A plausible mechanism for the VB1-catalyzed synthesis of 1,3-oxazine derivative ‘5a’ is depicted in Scheme 2. Mannich-type condensation of aniline with formaldehyde in the presence of VB1 gives imine 7, which was then attacked by the electron-rich centre of β-naphthol to form intermediate 8. Intermediate 8, via a second Mannich-type condensation with a second molecule of formaldehyde, gives intermediate 9, which through intramolecular cyclization afforded 1,3-oxazine derivative 5a.
3 Conclusion
In conclusion, we have developed an efficient and convenient method for the synthesis of a variety of 1,3-oxazine derivatives via a one-pot, three-component condensation of anilines, formaldehyde and α- or β- naphthol catalyzed by VB1 in aqueous medium. The use of a biodegradable catalyst in a universal solvent – water –, operational simplicity and mild reaction conditions make this method attractive for the synthesis of polysubstituted oxazine derivatives.
4 Experimental
4.1 General procedure for synthesis of 1,3-oxazine derivatives (5a–f, 6a–d)

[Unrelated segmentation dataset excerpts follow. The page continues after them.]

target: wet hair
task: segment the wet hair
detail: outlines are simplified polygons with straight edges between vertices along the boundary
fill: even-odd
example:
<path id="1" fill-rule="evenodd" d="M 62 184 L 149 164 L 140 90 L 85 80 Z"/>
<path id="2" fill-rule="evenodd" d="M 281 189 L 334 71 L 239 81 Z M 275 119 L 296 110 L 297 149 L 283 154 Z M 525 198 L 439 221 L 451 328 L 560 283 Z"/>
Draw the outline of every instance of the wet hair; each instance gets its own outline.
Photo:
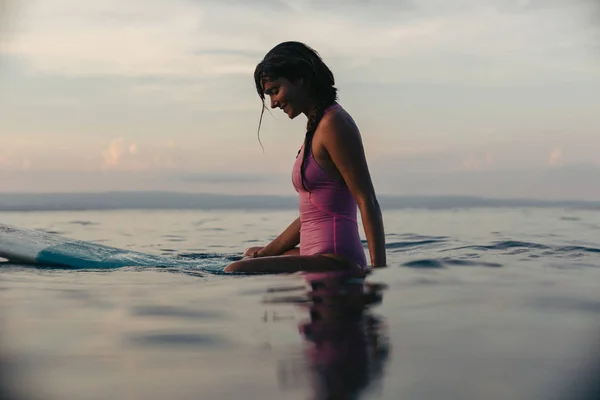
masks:
<path id="1" fill-rule="evenodd" d="M 300 167 L 302 186 L 306 190 L 306 186 L 304 185 L 304 165 L 309 154 L 307 149 L 311 145 L 312 138 L 319 122 L 325 114 L 325 110 L 337 100 L 337 89 L 334 86 L 335 79 L 333 73 L 325 65 L 319 54 L 304 43 L 283 42 L 271 49 L 254 70 L 256 90 L 263 101 L 260 121 L 258 123 L 259 142 L 260 126 L 266 108 L 264 103 L 264 84 L 267 81 L 279 78 L 285 78 L 290 82 L 297 82 L 299 79 L 302 79 L 305 88 L 308 90 L 309 97 L 316 102 L 316 107 L 311 111 L 306 123 L 305 151 Z M 300 151 L 298 151 L 299 154 Z"/>

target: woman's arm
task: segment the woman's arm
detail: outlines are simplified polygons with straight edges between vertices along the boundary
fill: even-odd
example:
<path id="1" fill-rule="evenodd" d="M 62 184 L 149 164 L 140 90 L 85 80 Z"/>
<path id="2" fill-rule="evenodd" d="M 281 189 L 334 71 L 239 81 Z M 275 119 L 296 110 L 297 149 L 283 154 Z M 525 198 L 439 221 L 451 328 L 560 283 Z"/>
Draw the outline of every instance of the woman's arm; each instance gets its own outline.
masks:
<path id="1" fill-rule="evenodd" d="M 279 256 L 300 243 L 300 217 L 296 218 L 279 236 L 258 252 L 259 257 Z"/>
<path id="2" fill-rule="evenodd" d="M 323 146 L 360 209 L 371 265 L 373 268 L 385 267 L 387 260 L 383 218 L 358 127 L 348 115 L 331 113 L 329 118 L 323 118 L 320 129 Z"/>

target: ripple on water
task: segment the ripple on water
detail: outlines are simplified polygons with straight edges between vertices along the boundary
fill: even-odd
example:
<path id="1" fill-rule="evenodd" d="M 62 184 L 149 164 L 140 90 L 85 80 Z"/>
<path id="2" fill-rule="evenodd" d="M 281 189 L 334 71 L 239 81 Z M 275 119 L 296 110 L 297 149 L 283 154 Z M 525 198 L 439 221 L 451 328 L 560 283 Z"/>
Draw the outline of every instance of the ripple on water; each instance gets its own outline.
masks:
<path id="1" fill-rule="evenodd" d="M 487 267 L 487 268 L 500 268 L 502 264 L 484 262 L 484 261 L 471 261 L 471 260 L 460 260 L 454 258 L 443 258 L 443 259 L 422 259 L 412 260 L 402 264 L 403 267 L 407 268 L 445 268 L 446 266 L 459 266 L 459 267 Z"/>
<path id="2" fill-rule="evenodd" d="M 199 333 L 148 333 L 128 335 L 126 340 L 138 346 L 214 347 L 226 341 L 216 335 Z"/>
<path id="3" fill-rule="evenodd" d="M 221 319 L 223 314 L 214 311 L 190 310 L 183 307 L 171 307 L 160 305 L 137 306 L 132 310 L 135 316 L 152 317 L 174 317 L 189 319 Z"/>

A mixture of α-or β-naphthol (1 mmol), formaldehyde (3 mmol) and VB1 (10 mol%) in water (2 mL) was stirred at room temperature for an appropriable time (Table 3). After completion of the reaction (TLC), the product was extracted with ethyl acetate (2 × 5 mL). The organic layer was washed with brine and dried over anhydrous magnesium sulfate. The solvent was removed under reduced pressure to afford solid or viscous 1,3-oxazine derivatives in excellent yield.

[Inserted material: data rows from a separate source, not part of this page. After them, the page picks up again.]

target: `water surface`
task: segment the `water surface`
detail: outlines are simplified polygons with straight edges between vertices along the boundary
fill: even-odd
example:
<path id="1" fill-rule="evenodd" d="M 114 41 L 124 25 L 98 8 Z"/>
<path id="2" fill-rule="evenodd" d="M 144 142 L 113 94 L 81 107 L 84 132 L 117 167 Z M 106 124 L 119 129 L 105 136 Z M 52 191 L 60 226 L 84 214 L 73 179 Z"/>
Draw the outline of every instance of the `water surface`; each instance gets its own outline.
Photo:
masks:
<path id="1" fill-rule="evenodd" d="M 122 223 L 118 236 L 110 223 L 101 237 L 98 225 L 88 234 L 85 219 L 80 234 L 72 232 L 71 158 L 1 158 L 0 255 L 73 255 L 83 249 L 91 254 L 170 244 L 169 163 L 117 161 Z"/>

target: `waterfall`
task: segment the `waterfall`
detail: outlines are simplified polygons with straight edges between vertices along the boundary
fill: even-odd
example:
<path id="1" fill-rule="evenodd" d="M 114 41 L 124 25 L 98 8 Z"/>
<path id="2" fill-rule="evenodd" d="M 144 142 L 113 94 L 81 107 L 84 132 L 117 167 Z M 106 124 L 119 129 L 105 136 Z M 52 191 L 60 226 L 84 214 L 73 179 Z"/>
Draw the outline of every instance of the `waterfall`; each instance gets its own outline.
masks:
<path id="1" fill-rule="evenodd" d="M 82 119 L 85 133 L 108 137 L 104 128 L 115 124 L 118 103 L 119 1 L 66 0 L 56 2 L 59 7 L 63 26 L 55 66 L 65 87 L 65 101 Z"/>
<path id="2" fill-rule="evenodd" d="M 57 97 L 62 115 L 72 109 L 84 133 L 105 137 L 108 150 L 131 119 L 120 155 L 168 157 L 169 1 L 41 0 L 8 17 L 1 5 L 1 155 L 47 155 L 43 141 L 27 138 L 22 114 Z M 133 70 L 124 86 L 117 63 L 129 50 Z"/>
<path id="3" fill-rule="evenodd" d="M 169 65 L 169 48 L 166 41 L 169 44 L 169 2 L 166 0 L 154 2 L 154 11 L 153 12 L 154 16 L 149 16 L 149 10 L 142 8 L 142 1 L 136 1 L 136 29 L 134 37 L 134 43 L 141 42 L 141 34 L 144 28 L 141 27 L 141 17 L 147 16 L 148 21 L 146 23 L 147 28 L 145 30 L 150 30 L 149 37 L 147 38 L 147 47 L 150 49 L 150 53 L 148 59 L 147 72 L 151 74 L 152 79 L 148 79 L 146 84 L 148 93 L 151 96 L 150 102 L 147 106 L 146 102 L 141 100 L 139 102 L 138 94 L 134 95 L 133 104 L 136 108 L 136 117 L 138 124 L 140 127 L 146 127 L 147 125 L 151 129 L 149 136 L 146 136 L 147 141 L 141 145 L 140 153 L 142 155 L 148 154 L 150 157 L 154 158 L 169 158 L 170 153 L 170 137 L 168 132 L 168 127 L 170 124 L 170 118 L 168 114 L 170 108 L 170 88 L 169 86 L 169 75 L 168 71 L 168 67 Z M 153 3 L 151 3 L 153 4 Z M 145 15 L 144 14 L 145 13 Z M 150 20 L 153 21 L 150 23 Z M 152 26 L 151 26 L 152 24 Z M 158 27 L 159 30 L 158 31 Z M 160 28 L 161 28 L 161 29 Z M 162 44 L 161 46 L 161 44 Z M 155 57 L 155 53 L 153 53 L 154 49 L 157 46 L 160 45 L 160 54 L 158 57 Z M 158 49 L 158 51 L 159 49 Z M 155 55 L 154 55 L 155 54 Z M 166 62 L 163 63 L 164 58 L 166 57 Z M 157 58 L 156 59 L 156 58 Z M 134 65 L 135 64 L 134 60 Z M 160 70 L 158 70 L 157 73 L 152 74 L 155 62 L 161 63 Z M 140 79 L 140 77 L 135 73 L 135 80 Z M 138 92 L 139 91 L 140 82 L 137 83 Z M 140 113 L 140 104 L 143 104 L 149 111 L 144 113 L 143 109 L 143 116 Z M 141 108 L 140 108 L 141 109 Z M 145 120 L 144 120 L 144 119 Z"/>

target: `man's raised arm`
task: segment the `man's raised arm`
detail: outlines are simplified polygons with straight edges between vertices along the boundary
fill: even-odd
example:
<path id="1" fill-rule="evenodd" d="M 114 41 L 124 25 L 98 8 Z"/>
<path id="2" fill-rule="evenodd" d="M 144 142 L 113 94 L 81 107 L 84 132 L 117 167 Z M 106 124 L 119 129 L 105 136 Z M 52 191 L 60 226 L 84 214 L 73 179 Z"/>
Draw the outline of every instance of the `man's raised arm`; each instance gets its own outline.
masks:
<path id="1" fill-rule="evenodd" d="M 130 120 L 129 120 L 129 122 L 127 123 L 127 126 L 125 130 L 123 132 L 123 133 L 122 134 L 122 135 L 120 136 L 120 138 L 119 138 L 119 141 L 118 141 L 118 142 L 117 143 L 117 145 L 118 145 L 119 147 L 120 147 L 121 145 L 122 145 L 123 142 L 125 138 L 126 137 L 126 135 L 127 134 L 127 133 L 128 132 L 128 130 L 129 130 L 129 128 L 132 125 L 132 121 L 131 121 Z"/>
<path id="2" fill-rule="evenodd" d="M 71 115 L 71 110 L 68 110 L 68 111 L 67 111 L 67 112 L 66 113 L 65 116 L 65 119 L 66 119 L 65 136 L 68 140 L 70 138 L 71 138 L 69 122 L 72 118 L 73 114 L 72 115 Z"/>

4.2 Spectra data of the representative compounds
4.2.1 2-Phenyl-2,3-dihydro-1H-naphtho[1,2-e][1,3]oxazine (5a)
IR (KBr, cm−1): 1610, 1590, 1450, 1215, 1032; 1H-NMR (200 MHz, DMSO-d6): δ = 5.06 (s, 2H, Ar–CH2–N), 5.70 (s, 2H, N–CH2–O), 7.01–7.89 (m, 11H, Ar–H); MS (ESI): m/z 262 (M + 1).
4.2.2 3-Phenyl-3,4-dihydro-2H-naphtho[2,1-e][1,3]oxazine (6a)
IR (KBr, cm−1): 1605, 1585, 1208, 1025; 1H-NMR (200 MHz, DMSO-d6): δ = 4.88 (s, 2H, Ar–CH2–N–), 5.62 (s, 2H, N–CH2–O), 6.89–7.78 (m, 11H, Ar–H); MS (ESI): m/z 262 (M + 1).